On Monday, Google Cloud’s automated failover system caused two applications to go down for several hours between 12:33 and 14:23 PST.
The issues originated with Memcache, an App engine service that speeds up application performance by caching temporary but frequently accessed datastore queries.
Best left alone
As explained on the Google Cloud Status Dashboard the problems were caused by the the fact that during a configuration update, the global database that specifies data center availability within Memcache itself became unavailable. As a result, an automated function, whereby “the configuration is considered invalid if it cannot be refreshed within 20 seconds” brought down Memcache, too.

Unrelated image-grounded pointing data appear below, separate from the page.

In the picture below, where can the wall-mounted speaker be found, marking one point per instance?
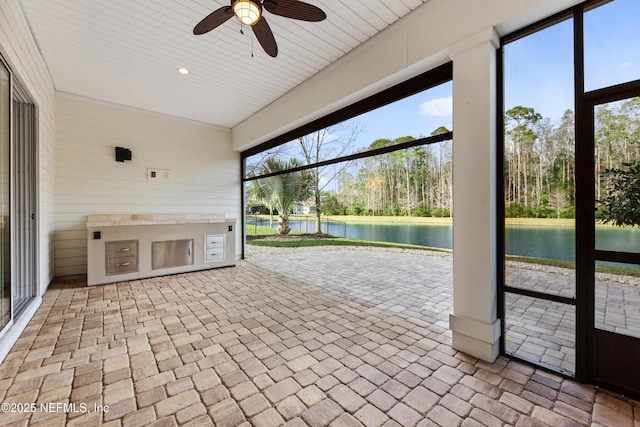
(122, 154)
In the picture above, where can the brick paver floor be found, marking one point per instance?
(303, 337)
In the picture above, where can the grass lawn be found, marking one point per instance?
(309, 240)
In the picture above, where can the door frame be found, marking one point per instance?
(603, 366)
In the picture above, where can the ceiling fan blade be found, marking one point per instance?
(265, 36)
(212, 20)
(295, 9)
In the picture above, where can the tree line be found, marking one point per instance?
(539, 159)
(539, 171)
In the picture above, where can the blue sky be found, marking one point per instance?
(539, 68)
(538, 73)
(417, 115)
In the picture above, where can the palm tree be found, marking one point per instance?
(281, 192)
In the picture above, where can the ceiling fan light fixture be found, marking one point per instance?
(247, 11)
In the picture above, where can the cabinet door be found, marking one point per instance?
(122, 248)
(171, 253)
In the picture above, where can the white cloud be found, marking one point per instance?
(438, 107)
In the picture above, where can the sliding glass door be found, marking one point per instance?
(5, 243)
(18, 199)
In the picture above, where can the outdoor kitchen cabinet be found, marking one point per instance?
(122, 247)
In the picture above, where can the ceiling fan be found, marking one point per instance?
(249, 12)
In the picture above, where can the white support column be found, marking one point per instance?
(476, 329)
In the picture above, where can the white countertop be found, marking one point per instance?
(111, 220)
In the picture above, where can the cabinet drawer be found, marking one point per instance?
(123, 264)
(122, 248)
(214, 254)
(214, 241)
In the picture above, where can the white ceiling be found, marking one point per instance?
(128, 52)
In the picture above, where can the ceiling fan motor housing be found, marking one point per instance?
(248, 12)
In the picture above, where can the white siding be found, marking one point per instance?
(21, 52)
(205, 171)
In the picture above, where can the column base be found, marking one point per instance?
(476, 339)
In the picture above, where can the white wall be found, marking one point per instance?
(416, 43)
(205, 171)
(19, 49)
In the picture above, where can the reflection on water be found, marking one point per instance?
(532, 241)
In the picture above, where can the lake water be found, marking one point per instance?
(533, 241)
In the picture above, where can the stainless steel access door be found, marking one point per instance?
(171, 253)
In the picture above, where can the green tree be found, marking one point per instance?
(282, 191)
(621, 204)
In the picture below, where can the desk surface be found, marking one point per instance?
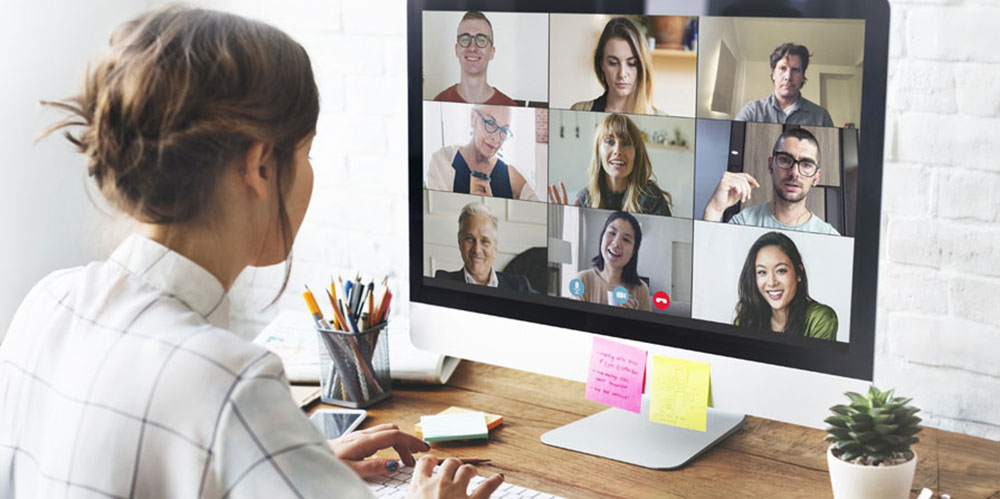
(763, 459)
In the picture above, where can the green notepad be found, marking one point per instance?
(445, 427)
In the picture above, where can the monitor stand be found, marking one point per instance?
(629, 437)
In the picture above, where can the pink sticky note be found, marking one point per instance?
(616, 375)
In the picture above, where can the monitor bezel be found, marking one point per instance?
(854, 361)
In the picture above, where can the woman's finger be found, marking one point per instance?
(448, 468)
(373, 467)
(425, 466)
(488, 487)
(464, 474)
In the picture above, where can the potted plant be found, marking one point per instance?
(870, 453)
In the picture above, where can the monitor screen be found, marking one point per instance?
(687, 180)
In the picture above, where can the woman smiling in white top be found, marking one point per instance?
(120, 378)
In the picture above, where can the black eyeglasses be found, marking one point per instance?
(482, 41)
(785, 161)
(491, 126)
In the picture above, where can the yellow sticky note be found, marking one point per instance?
(680, 392)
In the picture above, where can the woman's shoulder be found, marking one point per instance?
(821, 322)
(819, 310)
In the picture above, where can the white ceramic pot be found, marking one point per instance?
(854, 481)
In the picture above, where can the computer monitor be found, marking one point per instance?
(702, 179)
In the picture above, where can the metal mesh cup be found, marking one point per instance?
(354, 367)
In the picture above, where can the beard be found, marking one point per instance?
(791, 198)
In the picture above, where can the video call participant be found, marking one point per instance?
(622, 64)
(794, 168)
(474, 48)
(617, 264)
(774, 292)
(475, 168)
(477, 241)
(787, 105)
(620, 175)
(121, 378)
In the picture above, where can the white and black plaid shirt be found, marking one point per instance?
(119, 379)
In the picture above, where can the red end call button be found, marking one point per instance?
(661, 300)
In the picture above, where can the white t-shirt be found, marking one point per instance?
(760, 216)
(119, 379)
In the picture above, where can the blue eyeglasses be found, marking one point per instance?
(491, 126)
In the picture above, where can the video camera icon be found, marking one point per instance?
(620, 295)
(661, 300)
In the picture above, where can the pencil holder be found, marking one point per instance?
(354, 367)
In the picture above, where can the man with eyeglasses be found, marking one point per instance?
(794, 168)
(787, 105)
(474, 49)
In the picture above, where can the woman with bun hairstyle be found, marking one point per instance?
(120, 378)
(623, 66)
(620, 175)
(774, 292)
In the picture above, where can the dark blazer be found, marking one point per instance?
(504, 281)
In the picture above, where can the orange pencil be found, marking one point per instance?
(333, 302)
(314, 309)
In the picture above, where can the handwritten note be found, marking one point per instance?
(680, 392)
(616, 375)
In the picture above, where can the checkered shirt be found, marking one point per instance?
(119, 379)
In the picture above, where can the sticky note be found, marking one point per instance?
(616, 375)
(680, 392)
(443, 427)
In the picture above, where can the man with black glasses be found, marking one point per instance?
(794, 168)
(474, 49)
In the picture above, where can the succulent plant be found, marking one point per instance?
(875, 428)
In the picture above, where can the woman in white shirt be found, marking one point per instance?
(120, 378)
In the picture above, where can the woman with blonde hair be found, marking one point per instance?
(623, 66)
(120, 378)
(620, 175)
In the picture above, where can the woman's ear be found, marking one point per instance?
(255, 169)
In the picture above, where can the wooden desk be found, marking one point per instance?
(764, 459)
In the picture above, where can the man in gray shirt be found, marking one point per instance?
(787, 105)
(794, 169)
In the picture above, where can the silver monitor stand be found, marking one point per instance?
(625, 436)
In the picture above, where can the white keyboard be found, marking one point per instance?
(397, 485)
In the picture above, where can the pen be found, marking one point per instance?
(473, 460)
(314, 309)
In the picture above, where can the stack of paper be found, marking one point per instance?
(446, 427)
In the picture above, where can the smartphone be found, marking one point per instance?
(333, 423)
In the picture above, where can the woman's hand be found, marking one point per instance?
(354, 449)
(732, 188)
(480, 187)
(451, 481)
(557, 195)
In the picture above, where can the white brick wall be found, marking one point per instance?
(939, 312)
(939, 289)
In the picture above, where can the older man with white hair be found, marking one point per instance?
(477, 242)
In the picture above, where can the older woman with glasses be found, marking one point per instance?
(475, 168)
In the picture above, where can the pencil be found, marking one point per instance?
(314, 309)
(333, 303)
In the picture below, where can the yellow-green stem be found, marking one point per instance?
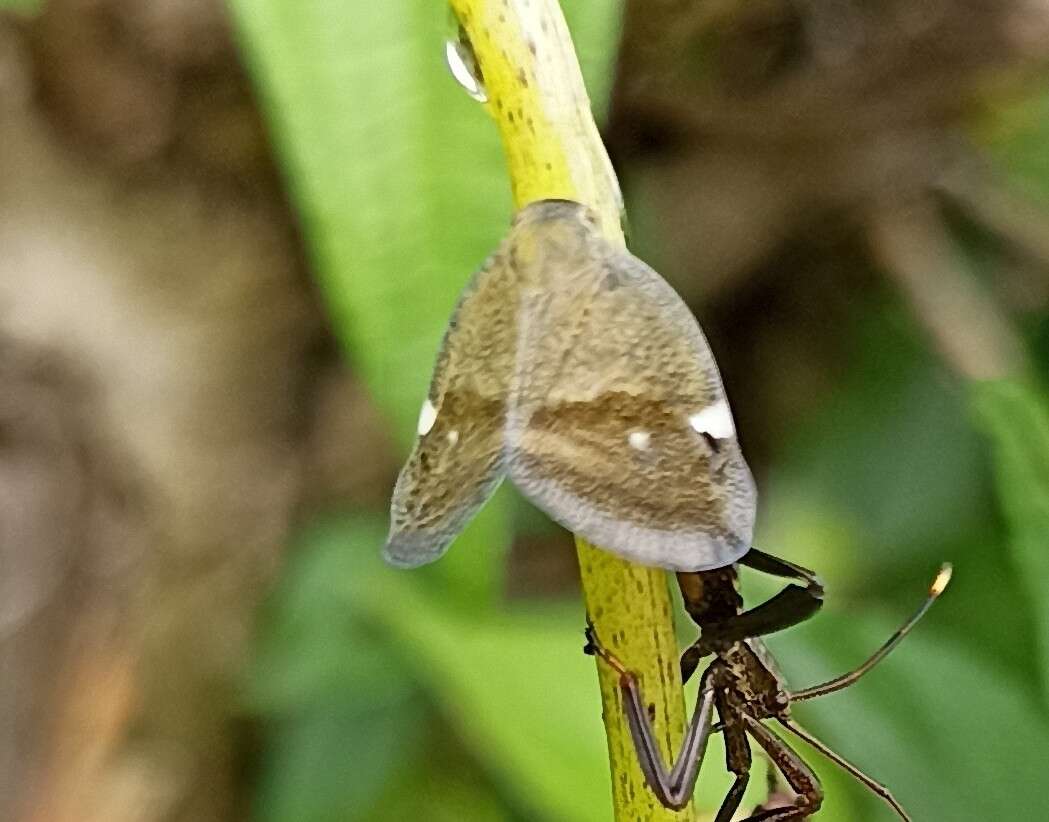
(537, 99)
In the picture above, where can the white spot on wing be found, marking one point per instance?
(427, 416)
(639, 439)
(715, 420)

This sent a surge of traffic to another application, Datastore, causing elevated latency and errors, and a second surge when Memcache came back online.
Customers using Managed VMs also reportedly experienced failures for their HTTP and App Engine API requests, but those using the updated version of the service, Flexible Environment, did not report any issues.
Responding to an automated alert, Google engineers attempted to revert the most recent changes to the application’s configuration file, but failed, as it required an update to the configuration in the global database, which was unavailable at the time. They finally managed to update it by sending a request with a longer deadline.
This is not the first time in recent months that Google has suffered from self-inflicted grief. In August, Google Cloud experienced 19 hours of load balancer issues, which were only resolved when technicians rolled back changes previously made to its configuration.